- Crow River Township, Minnesota Location within the state of Minnesota Crow River Township, Minnesota Crow River Township, Minnesota (the United States)
- Coordinates: 45°26′35″N 94°56′28″W﻿ / ﻿45.44306°N 94.94111°W
- Country: United States
- State: Minnesota
- County: Stearns

Area
- • Total: 34.3 sq mi (88.8 km^{2})
- • Land: 34.3 sq mi (88.8 km^{2})
- • Water: 0 sq mi (0.0 km^{2})
- Elevation: 1,250 ft (381 m)

Population (2010)
- • Total: 327
- • Density: 9.54/sq mi (3.68/km^{2})
- Time zone: UTC-6 (Central (CST))
- • Summer (DST): UTC-5 (CDT)
- ZIP code: 56312
- Area code: 320
- FIPS code: 27-14086
- GNIS feature ID: 0663899

= Crow River Township, Stearns County, Minnesota =

Crow River Township is a township in Stearns County, Minnesota, United States. The population was 327 at the 2010 census.

Crow River Township was organized in 1877, and named after the Crow River.

==Geography==
According to the United States Census Bureau, the township has a total area of 34.3 sqmi, of which 34.3 sqmi is land and 0.03% is water.

==Demographics==
As of the census of 2000, there were 352 people, 115 households, and 99 families residing in the township. The population density was 10.3/sq mi (4.0/km^{2}). There were 119 housing units at an average density of 3.5/sq mi (1.3/km^{2} ). The racial makeup of the township was 100.00% White.

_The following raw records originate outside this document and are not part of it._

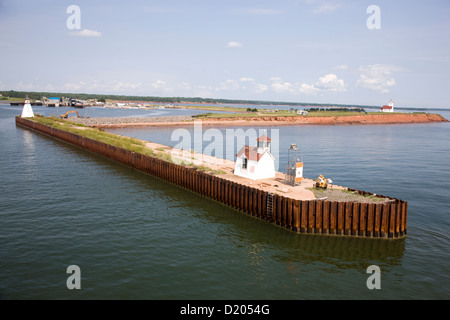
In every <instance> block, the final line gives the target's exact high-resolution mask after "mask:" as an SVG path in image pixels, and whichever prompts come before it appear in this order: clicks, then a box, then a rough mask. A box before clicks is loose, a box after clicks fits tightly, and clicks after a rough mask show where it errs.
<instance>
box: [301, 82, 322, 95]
mask: <svg viewBox="0 0 450 320" xmlns="http://www.w3.org/2000/svg"><path fill="white" fill-rule="evenodd" d="M298 91H300V92H301V93H304V94H314V93H317V91H319V89H317V88H316V87H315V86H314V85H312V84H306V83H303V84H302V85H300V86H299V88H298Z"/></svg>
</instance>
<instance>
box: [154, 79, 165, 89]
mask: <svg viewBox="0 0 450 320" xmlns="http://www.w3.org/2000/svg"><path fill="white" fill-rule="evenodd" d="M151 86H152V87H153V88H155V89H161V88H165V87H166V82H165V81H163V80H156V81H155V82H153V83H152V84H151Z"/></svg>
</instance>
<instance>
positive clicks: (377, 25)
mask: <svg viewBox="0 0 450 320" xmlns="http://www.w3.org/2000/svg"><path fill="white" fill-rule="evenodd" d="M366 13H367V14H370V16H369V17H368V18H367V21H366V26H367V28H368V29H369V30H374V29H377V30H379V29H381V9H380V7H379V6H377V5H374V4H373V5H370V6H368V7H367V10H366Z"/></svg>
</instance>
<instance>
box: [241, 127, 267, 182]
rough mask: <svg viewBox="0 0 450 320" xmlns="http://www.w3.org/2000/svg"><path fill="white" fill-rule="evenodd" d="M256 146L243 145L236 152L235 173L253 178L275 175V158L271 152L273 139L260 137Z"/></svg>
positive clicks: (263, 178)
mask: <svg viewBox="0 0 450 320" xmlns="http://www.w3.org/2000/svg"><path fill="white" fill-rule="evenodd" d="M256 141H257V143H258V144H257V146H256V147H250V146H243V147H242V149H241V150H240V151H239V152H238V153H237V154H236V164H235V167H234V174H235V175H237V176H241V177H244V178H249V179H252V180H258V179H268V178H274V177H275V158H274V156H273V155H272V154H271V153H270V141H271V139H270V138H269V137H267V136H266V135H263V136H261V137H259V138H258V139H257V140H256Z"/></svg>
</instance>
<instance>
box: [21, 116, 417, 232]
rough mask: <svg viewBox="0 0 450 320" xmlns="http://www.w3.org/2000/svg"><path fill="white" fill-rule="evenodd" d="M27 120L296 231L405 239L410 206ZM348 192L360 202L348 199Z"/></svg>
mask: <svg viewBox="0 0 450 320" xmlns="http://www.w3.org/2000/svg"><path fill="white" fill-rule="evenodd" d="M31 119H33V118H21V117H16V124H17V125H19V126H22V127H26V128H28V129H30V130H33V131H36V132H39V133H42V134H45V135H47V136H49V137H51V138H54V139H58V140H60V141H64V142H67V143H69V144H71V145H74V146H77V147H79V148H81V149H83V150H86V151H89V152H92V153H95V154H98V155H100V156H103V157H106V158H108V159H111V160H113V161H116V162H118V163H121V164H123V165H125V166H127V167H130V168H132V169H134V170H138V171H140V172H143V173H145V174H149V175H152V176H155V177H157V178H160V179H162V180H165V181H167V182H169V183H172V184H174V185H177V186H179V187H182V188H185V189H187V190H190V191H192V192H195V193H198V194H200V195H202V196H205V197H207V198H210V199H212V200H215V201H218V202H220V203H222V204H225V205H228V206H230V207H232V208H234V209H236V210H239V211H241V212H243V213H246V214H249V215H251V216H254V217H256V218H259V219H262V220H266V221H267V222H270V223H273V224H276V225H278V226H281V227H283V228H285V229H288V230H291V231H294V232H297V233H308V234H323V235H337V236H355V237H365V238H367V237H368V238H384V239H400V238H403V237H405V236H406V231H407V217H408V203H407V202H406V201H403V200H400V199H395V198H392V197H386V196H382V195H376V194H373V193H369V192H365V191H361V190H355V189H350V188H344V187H340V186H335V185H333V186H332V188H331V190H329V189H327V191H331V192H330V193H331V194H333V193H337V194H341V196H340V197H341V198H335V197H334V195H332V197H330V198H328V197H327V199H325V198H323V197H320V198H319V199H317V198H316V196H315V195H314V192H316V190H314V191H312V190H310V189H309V188H310V187H313V186H314V181H313V180H311V179H303V181H302V182H301V184H300V185H298V186H295V187H293V186H290V185H288V184H287V183H286V182H285V181H284V175H283V174H282V173H276V176H275V178H273V179H262V180H251V179H248V178H243V177H239V176H236V175H234V174H233V170H234V162H233V161H227V160H223V159H219V158H215V157H210V156H206V155H202V154H196V153H192V152H190V151H183V150H178V149H174V148H172V147H169V146H164V145H161V144H157V143H153V142H145V146H144V147H143V150H141V149H140V150H139V151H132V150H131V149H130V147H129V146H127V147H118V146H116V145H114V143H112V142H108V143H106V142H102V141H100V140H99V139H98V138H89V137H87V136H86V132H87V131H88V130H94V129H90V128H87V127H85V128H84V129H83V130H78V131H77V132H70V131H71V130H68V129H73V127H72V126H70V128H67V126H66V128H64V126H62V127H61V128H56V127H55V126H56V125H55V126H52V125H51V121H49V122H48V123H39V122H38V121H33V120H31ZM111 135H112V134H111ZM112 136H114V135H112ZM109 138H111V137H109ZM116 138H118V136H117V135H116ZM112 140H113V139H112ZM150 149H151V152H149V151H150ZM338 189H341V190H338ZM349 193H350V194H352V195H355V196H356V197H357V198H358V199H348V198H346V197H345V195H348V194H349Z"/></svg>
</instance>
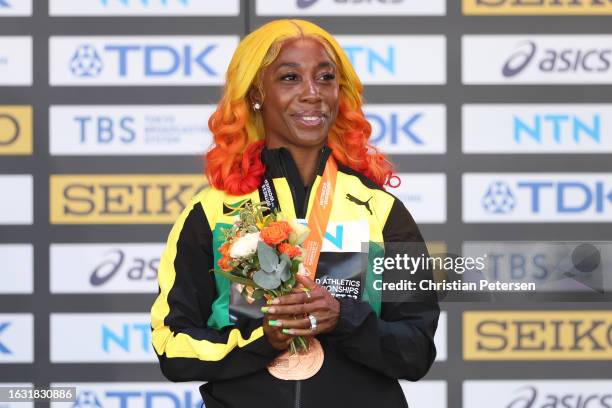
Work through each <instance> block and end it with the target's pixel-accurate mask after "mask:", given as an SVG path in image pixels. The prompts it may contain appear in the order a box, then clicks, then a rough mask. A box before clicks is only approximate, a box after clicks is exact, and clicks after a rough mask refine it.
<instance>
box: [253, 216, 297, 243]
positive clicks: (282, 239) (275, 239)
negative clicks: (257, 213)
mask: <svg viewBox="0 0 612 408" xmlns="http://www.w3.org/2000/svg"><path fill="white" fill-rule="evenodd" d="M291 231H292V228H291V226H290V225H289V223H288V222H287V221H274V222H271V223H270V225H268V226H267V227H265V228H264V229H262V230H261V235H260V236H261V239H263V240H264V242H265V243H266V244H268V245H272V246H274V245H276V244H280V243H281V242H283V241H285V240H286V239H287V238H289V234H290V233H291Z"/></svg>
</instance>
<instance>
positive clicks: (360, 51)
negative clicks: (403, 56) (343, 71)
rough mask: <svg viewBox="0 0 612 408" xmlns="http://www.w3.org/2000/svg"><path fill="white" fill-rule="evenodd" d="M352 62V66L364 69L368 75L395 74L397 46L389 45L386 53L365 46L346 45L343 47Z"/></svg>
mask: <svg viewBox="0 0 612 408" xmlns="http://www.w3.org/2000/svg"><path fill="white" fill-rule="evenodd" d="M342 48H343V49H344V52H346V54H347V55H348V57H349V59H350V60H351V64H353V65H355V66H360V67H363V68H364V69H365V70H366V72H367V73H368V74H380V73H381V72H385V73H387V74H395V67H396V59H395V46H393V45H387V46H386V47H384V51H382V52H381V51H379V50H375V49H374V48H371V47H368V46H363V45H345V46H343V47H342Z"/></svg>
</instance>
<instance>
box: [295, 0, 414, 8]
mask: <svg viewBox="0 0 612 408" xmlns="http://www.w3.org/2000/svg"><path fill="white" fill-rule="evenodd" d="M317 1H319V0H297V6H298V8H301V9H304V8H308V7H310V6H312V5H313V4H315V3H316V2H317ZM403 2H404V0H334V3H336V4H372V3H375V4H397V3H403Z"/></svg>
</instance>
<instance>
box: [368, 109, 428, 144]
mask: <svg viewBox="0 0 612 408" xmlns="http://www.w3.org/2000/svg"><path fill="white" fill-rule="evenodd" d="M423 115H424V114H423V113H422V112H417V113H413V114H411V115H409V116H400V114H398V113H390V114H388V115H384V114H382V113H366V115H365V117H366V119H367V120H368V121H369V122H370V123H371V124H372V125H373V127H374V129H375V130H377V131H375V132H372V135H371V137H370V143H372V144H373V145H377V144H380V143H381V142H383V141H387V142H388V143H389V144H391V145H392V146H395V145H398V144H400V143H401V142H402V141H404V140H407V141H408V142H409V143H410V144H413V145H423V144H425V142H424V141H423V138H422V137H421V136H420V135H419V134H418V133H417V131H416V130H415V129H414V126H415V125H416V124H418V122H420V121H421V120H422V118H423Z"/></svg>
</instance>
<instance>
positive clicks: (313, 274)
mask: <svg viewBox="0 0 612 408" xmlns="http://www.w3.org/2000/svg"><path fill="white" fill-rule="evenodd" d="M337 174H338V165H337V164H336V161H335V160H334V157H333V156H332V155H330V156H329V158H328V159H327V163H326V164H325V170H324V171H323V175H322V176H321V182H320V183H319V187H318V188H317V195H316V196H315V201H314V203H313V206H312V209H311V211H310V217H308V228H309V229H310V233H309V234H308V238H306V240H305V241H304V242H303V247H304V254H303V255H304V256H303V261H302V263H303V264H304V267H305V268H306V270H307V271H308V276H309V278H310V279H312V280H314V279H315V276H316V275H317V266H318V263H319V255H320V254H321V248H322V247H323V237H324V236H325V231H326V230H327V223H328V222H329V215H330V213H331V207H332V202H333V199H334V190H335V189H336V176H337Z"/></svg>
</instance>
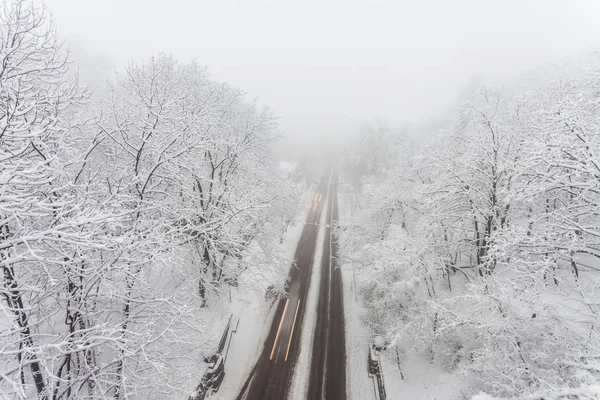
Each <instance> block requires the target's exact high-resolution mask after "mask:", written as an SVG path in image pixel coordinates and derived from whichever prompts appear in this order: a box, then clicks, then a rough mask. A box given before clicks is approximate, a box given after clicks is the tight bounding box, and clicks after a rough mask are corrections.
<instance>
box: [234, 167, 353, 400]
mask: <svg viewBox="0 0 600 400" xmlns="http://www.w3.org/2000/svg"><path fill="white" fill-rule="evenodd" d="M336 192H337V174H335V173H334V172H333V171H332V170H328V171H327V172H326V173H325V174H324V175H323V178H322V179H321V182H320V183H319V185H318V186H317V189H316V191H315V195H314V197H313V205H312V207H311V209H310V212H309V214H308V217H307V219H306V224H305V227H304V229H303V231H302V234H301V236H300V240H299V242H298V245H297V248H296V252H295V256H294V262H293V264H292V266H291V268H290V272H289V278H288V287H289V294H288V296H287V298H281V299H280V300H279V301H278V304H277V309H276V311H275V315H274V317H273V321H272V322H271V328H270V330H269V334H268V335H267V338H266V340H265V342H264V348H263V351H262V353H261V355H260V357H259V359H258V361H257V362H256V365H255V366H254V368H253V370H252V372H251V373H250V376H249V377H248V378H247V380H246V382H245V383H244V385H243V387H242V389H241V391H240V394H239V395H238V397H237V398H238V399H239V400H242V399H248V400H282V399H285V398H287V396H288V394H289V390H290V386H291V382H292V378H293V374H294V368H295V364H296V361H297V358H298V354H299V353H300V343H301V341H300V336H301V335H307V334H310V332H308V331H306V330H303V321H304V316H305V313H304V311H305V308H306V304H307V295H308V290H309V286H310V278H311V274H312V272H313V271H312V267H313V264H314V261H315V260H314V258H315V251H316V244H317V237H318V234H319V228H320V221H321V216H322V213H323V211H325V212H326V215H325V221H327V224H326V226H325V227H324V229H326V234H325V239H324V240H325V241H324V245H323V258H322V260H321V263H320V265H321V270H320V271H315V273H319V274H320V276H321V281H320V286H319V292H318V293H319V298H318V315H317V325H316V328H315V329H316V330H315V334H314V338H313V348H312V359H311V371H310V378H309V382H307V385H308V388H309V391H308V394H307V396H308V398H309V399H320V398H324V396H325V397H326V398H327V399H334V400H337V399H340V400H341V399H345V398H346V393H345V387H346V374H345V357H346V356H345V337H344V335H345V332H344V313H343V303H342V286H341V274H340V271H339V269H338V268H336V266H337V265H338V264H337V261H333V262H332V257H334V258H337V253H338V250H337V249H338V246H337V241H335V240H333V239H332V237H333V235H332V227H334V226H335V220H336V219H337V193H336ZM307 329H308V327H307Z"/></svg>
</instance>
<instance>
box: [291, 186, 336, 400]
mask: <svg viewBox="0 0 600 400" xmlns="http://www.w3.org/2000/svg"><path fill="white" fill-rule="evenodd" d="M328 201H329V196H328V197H327V198H325V200H324V202H323V212H321V219H320V221H319V234H318V236H317V247H316V248H315V259H314V261H313V266H312V273H311V277H310V287H309V289H308V298H307V300H306V301H307V304H306V311H305V316H304V323H303V324H302V332H300V354H299V355H298V360H297V361H296V366H295V367H294V378H293V381H292V389H291V393H290V396H289V397H290V399H292V400H304V399H306V390H307V389H308V385H307V382H308V379H309V376H310V365H311V363H310V360H311V358H312V343H313V337H314V335H315V327H316V324H317V305H318V296H319V284H320V282H321V274H320V272H319V270H320V268H321V258H322V257H323V242H324V240H325V229H323V227H324V225H325V218H326V217H327V212H326V211H325V210H326V209H325V207H326V205H327V204H328Z"/></svg>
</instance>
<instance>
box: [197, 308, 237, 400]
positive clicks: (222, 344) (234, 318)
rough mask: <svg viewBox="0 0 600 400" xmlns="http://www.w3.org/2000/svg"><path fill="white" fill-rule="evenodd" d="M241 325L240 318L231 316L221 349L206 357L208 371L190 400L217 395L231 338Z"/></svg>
mask: <svg viewBox="0 0 600 400" xmlns="http://www.w3.org/2000/svg"><path fill="white" fill-rule="evenodd" d="M239 324H240V318H239V317H237V316H235V317H234V315H233V314H231V315H230V316H229V321H227V325H226V326H225V330H224V331H223V335H222V336H221V340H220V341H219V347H218V348H217V352H216V353H215V354H213V355H211V356H209V357H205V358H204V361H205V362H206V363H207V364H209V367H208V369H207V370H206V371H205V372H204V374H203V375H202V378H201V379H200V383H199V384H198V386H197V387H196V391H195V393H194V395H193V396H190V397H189V398H188V400H204V399H205V398H206V396H207V395H208V394H212V393H215V392H217V391H218V390H219V388H220V387H221V383H222V382H223V379H224V378H225V361H226V360H227V355H228V354H229V347H230V345H231V337H232V336H233V334H234V333H235V332H237V328H238V326H239Z"/></svg>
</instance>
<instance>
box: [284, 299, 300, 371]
mask: <svg viewBox="0 0 600 400" xmlns="http://www.w3.org/2000/svg"><path fill="white" fill-rule="evenodd" d="M299 308H300V299H298V304H297V305H296V314H294V322H293V323H292V332H291V333H290V341H289V342H288V349H287V351H286V352H285V361H287V356H288V354H289V352H290V345H291V344H292V337H293V336H294V327H295V326H296V318H297V317H298V309H299Z"/></svg>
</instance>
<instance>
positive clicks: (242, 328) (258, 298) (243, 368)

There were 115 households, out of which 45.2% had children under the age of 18 living with them, 75.7% were married couples living together, 6.1% had a female householder with no husband present, and 13.9% were non-families. 12.2% of all households were made up of individuals, and 3.5% had someone living alone who was 65 years of age or older. The average household size was 3.06 and the average family size was 3.32.

In the township, the population was spread out, with 33.5% under the age of 18, 3.1% from 18 to 24, 29.5% from 25 to 44, 21.6% from 45 to 64, and 12.2% who were 65 years of age or older. The median age was 37 years. For every 100 females, there were 101.1 males. For every 100 females age 18 and over, there were 110.8 males.

The median income for a household in the township was $39,107, and the median income for a family was $39,000. Males had a median income of $27,708 versus $19,688 for females. The per capita income for the township was $13,765. About 13.3% of families and 12.7% of the population were below the poverty line, including 20.7% of those under age 18 and 7.1% of those age 65 or over.